Monday, Oct. 11, 1976
Law and Disorder
Color the scene A Clockwork Orange. On the night of the Muhammad Ali-Ken Norton heavyweight fight last week, the action outside Yankee Stadium was worthy of Stanley Kubrick's chiller: gangs of youths rampaged, snatching tickets from fans, breaking into parked cars, seizing a city bus, attempting unsuccessfully to get into the stadium. An attractive woman was shoved face-first into a concrete wall outside the ballpark, and while she bleated in terror, three patrolmen watched unmoving. Pickpockets bumped profitably through the crowd lifting wallets, and young thugs from the wasteland of the South Bronx grabbed women's bottoms and tore open bodies. Some 500 uniformed New York police supposedly guarding the stadium had made no more than an occasional arrest by the night's stormy end.
Certainly no arrests were made by the 1,000 other policemen who were also on the scene. These were off-duty cops, who were blowing whistles, chanting slogans and tying up fight-bound traffic, actions that had the on-duty cops cheering.
The chaos at the stadium was just one in a series of protests last week by militant members of the New York Patrolmen's Benevolent Association, the city's cop union. Their aim was to draw public attention to the P.B.A.'s disapproval of a work schedule and wage package offered to the union by the financially pressed city. The P.B.A. was angered by a change of hours that would raise a patrolman's work time from 243 days a year to 253 and shorten his weekends. It also insisted upon a pay raise of 6%, retroactive to July 1975, a demand for which it had won court backing, though the case is now being appealed. Other city unions had forgone raises until last month because of the city's fiscal crisis.
Two nights before the stadium mob scene, 1,000 police had protested next to Gracie Mansion, Mayor Abe Beame's residence. They set off firecrackers, clanged garbage-can lids, blocked traffic, and shouted "Wake up, wake up!" through the streets of one of Manhattan's most fashionable neighborhoods.

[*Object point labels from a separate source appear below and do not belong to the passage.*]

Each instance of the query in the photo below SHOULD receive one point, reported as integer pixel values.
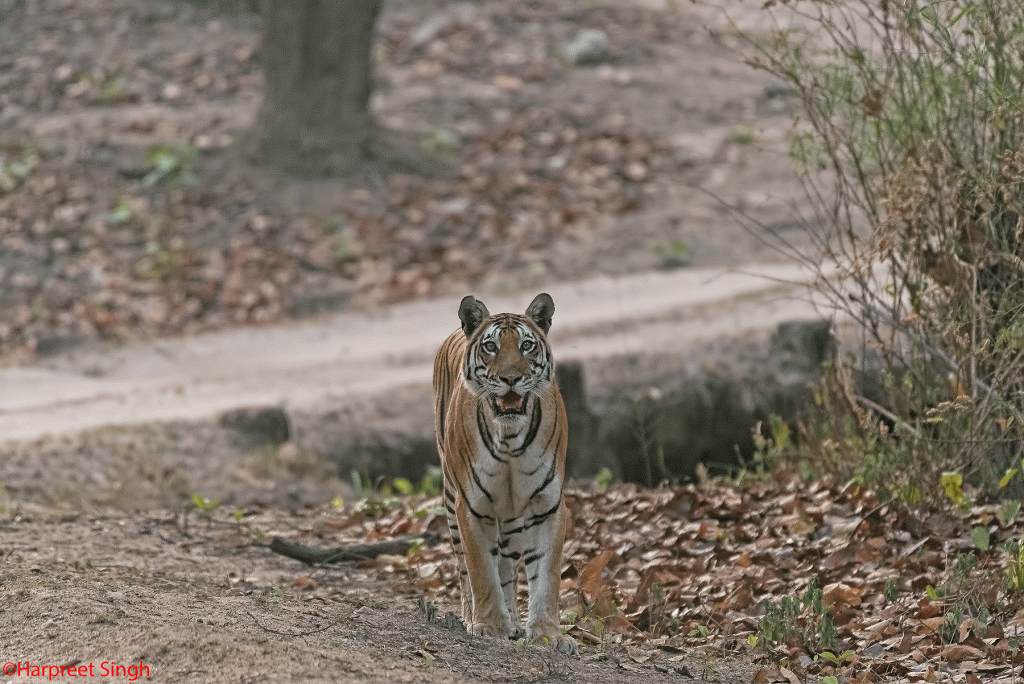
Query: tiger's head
(508, 359)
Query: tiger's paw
(562, 643)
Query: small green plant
(674, 254)
(1014, 573)
(776, 447)
(170, 166)
(798, 621)
(205, 506)
(14, 171)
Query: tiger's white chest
(512, 480)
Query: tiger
(502, 434)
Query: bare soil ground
(640, 161)
(123, 216)
(199, 601)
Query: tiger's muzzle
(509, 404)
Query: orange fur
(502, 438)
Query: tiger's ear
(471, 312)
(541, 310)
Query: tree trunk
(314, 120)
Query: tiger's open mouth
(509, 403)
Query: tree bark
(314, 120)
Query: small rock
(263, 425)
(587, 47)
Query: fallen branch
(346, 554)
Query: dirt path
(355, 353)
(100, 564)
(197, 602)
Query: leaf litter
(801, 579)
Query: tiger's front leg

In one action, 2,500 off-duty cops gathered near the Americana Hotel, where the labor negotiations were going on, shouting chants, jostling pedestrians and tying up midtown traffic for three hours. Another group besieged Police Commissioner Michael Codd's home in Queens, honking horns and yelling epithets; one enthusiastic demonstrator tore the star off the shoulder of a deputy chief inspector and threw his hat and walkie-talkie underneath a car.
False Noses. But it was the failure of the uniformed police to discipline either their off-duty brethren or the mobs at Yankee Stadium that exhausted the city's patience. In an angry statement. Commissioner Codd told his 26,000-man force that any policeman unwilling to accept the responsibility of his job should "retire or get out." Codd promised to bring departmental charges against the offenders and the precinct captains who had allowed the disorders to occur.
Late in the week P.B.A. and city negotiators agreed on a settlement giving the police a 6% wage boost retroactive to Sept. 1 this year. That would bring the base pay of patrolmen to $17,458 (plus a cost-of-living hike). In exchange the P.B.A. would agree to drop its court suit. But the P.B.A. delegates rejected the pact, and later several thousand off-duty police, some hiding behind false noses, marched on city hall. That left the city facing not only the threat of more demonstrations and rowdyism, but that gravest of concerns: some form of police strike.